Dikutip dari Forbes, perilaku konsumen cenderung meningkat saat ada diskon besar. Ini terjadi karena otak cenderung merespon diskon sebagai keuntungan yang membuat seseorang rela membeli lebih banyak daripada yang direncanakan. S
ementara Consumer Reports mencatat bahwa promo musiman sering memicu pembelian impulsif bukan karena kebutuhan nyata. Oleh sebab itu, strategi berbelanja saat promo Ramadan bukan sekadar soal harga, tetapi soal perilaku belanja yang bijak.
Berikut tujuh strategi yang bisa Anda terapkan agar tetap hemat meskipun tergoda promo Ramadan.
1. Buat Anggaran Belanja Promo
Langkah pertama adalah membuat anggaran khusus untuk promo Ramadan. Tetapkan batas maksimal pengeluaran yang boleh dipakai untuk belanja promo.
Anggaran ini harus terpisah dari kebutuhan pokok seperti bahan makanan utama, biaya rumah tangga, dan zakat. Dengan membuat angka batas, Anda membantu diri sendiri tetap disiplin saat melihat diskon besar sekalipun.
2. Prioritaskan Kebutuhan Pokok
Sebelum tergoda promo menarik, pikirkan terlebih dahulu kebutuhan pokok yang memang harus dibeli. Diskon bisa sangat menggoda, tetapi jika yang dibeli bukan kebutuhan utama, itu justru akan menambah beban finansial.
Buat daftar kebutuhan pokok Ramadan — bahan sahur dan buka, kebutuhan ibadah, serta kebutuhan anak — agar fokus belanja tetap pada hal yang benar-benar penting.
3. Bandingkan Harga Sebelum Membeli
Promo seringkali membuat harga terlihat sangat murah, namun belum tentu lebih murah dibanding harga normal di tempat lain.
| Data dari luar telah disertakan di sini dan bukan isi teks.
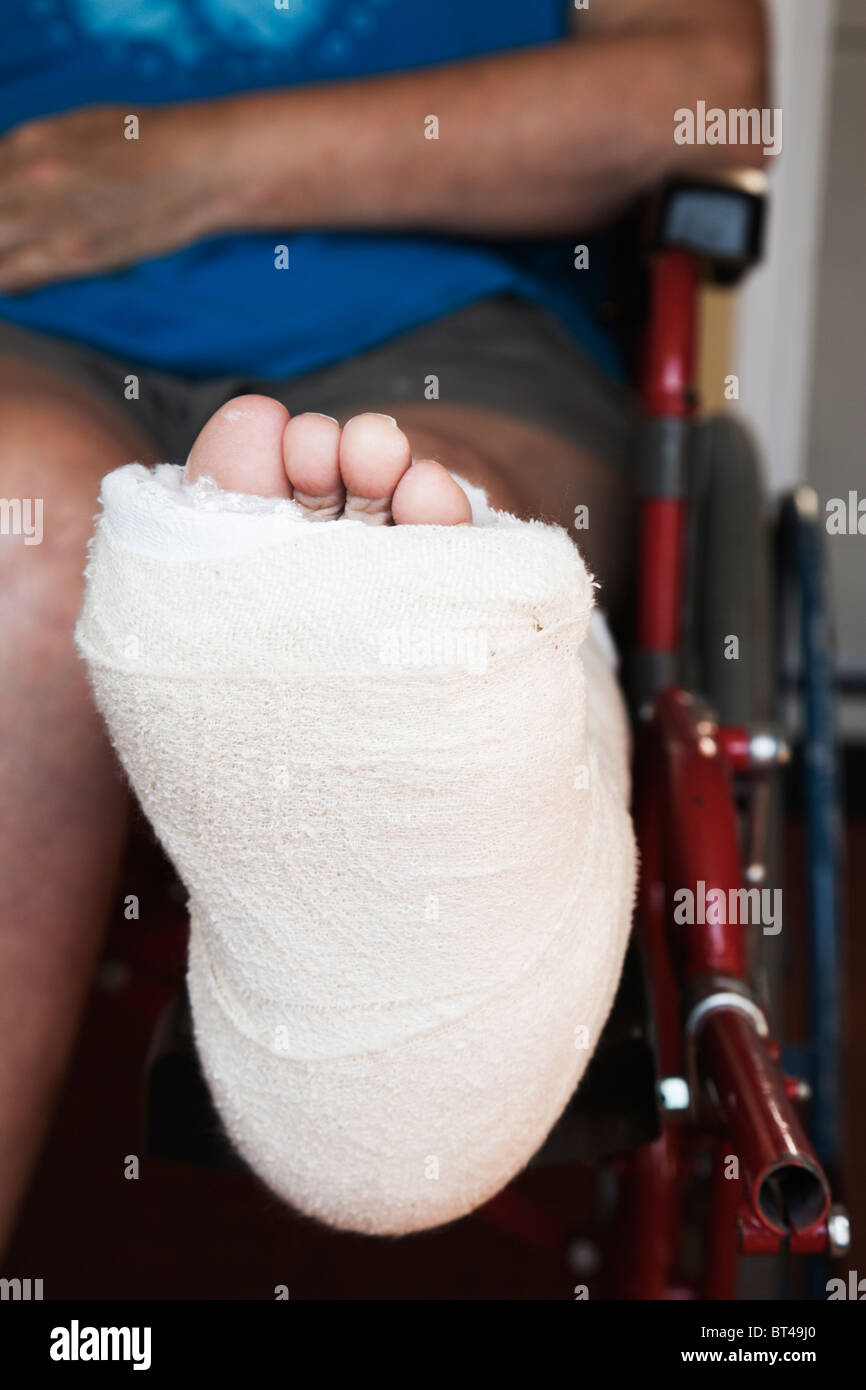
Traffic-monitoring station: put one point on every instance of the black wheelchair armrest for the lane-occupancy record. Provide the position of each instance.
(720, 220)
Sebelum mantap klik beli, luangkan waktu untuk membandingkan harga di beberapa toko, baik offline maupun online. Anda dapat memanfaatkan alat perbandingan harga yang ada di marketplace dengan fitur bandingkan bisa membantu langkah ini.
4. Hindari Belanja Emosional
Promo sering memicu pembelian emosional, terutama jika muncul dengan kata-kata seperti “last chance” atau “stok terbatas”. Sebelum membeli, tanyakan pada diri sendiri: “Apakah ini benar-benar saya butuhkan?” Jika jawabannya tidak, lebih baik Anda melewatinya.
5. Gunakan Wishlist Sebagai Filter
Sebelum Ramadan tiba, buat wishlist barang yang memang ingin Anda beli. Saat melihat promo, cek apakah barang diskon tersebut ada di wishlist.
Jika tidak ada, berikan jeda sebelum memutuskan membeli. Strategi ini membantu Anda fokus pada belanja yang sudah dipertimbangkan matang.
Dengan strategi belanja yang tepat, promo Ramadan bisa menjadi sarana untuk menghemat, bukan malah membuat boros. Terapkan langkah-langkah di atas agar kantong tetap aman dan tujuan finansial Anda bisa tercapai meskipun tergoda diskon besar di bulan suci ini. Semoga Ramadan Anda tetap penuh berkah tanpa keuangan bocor!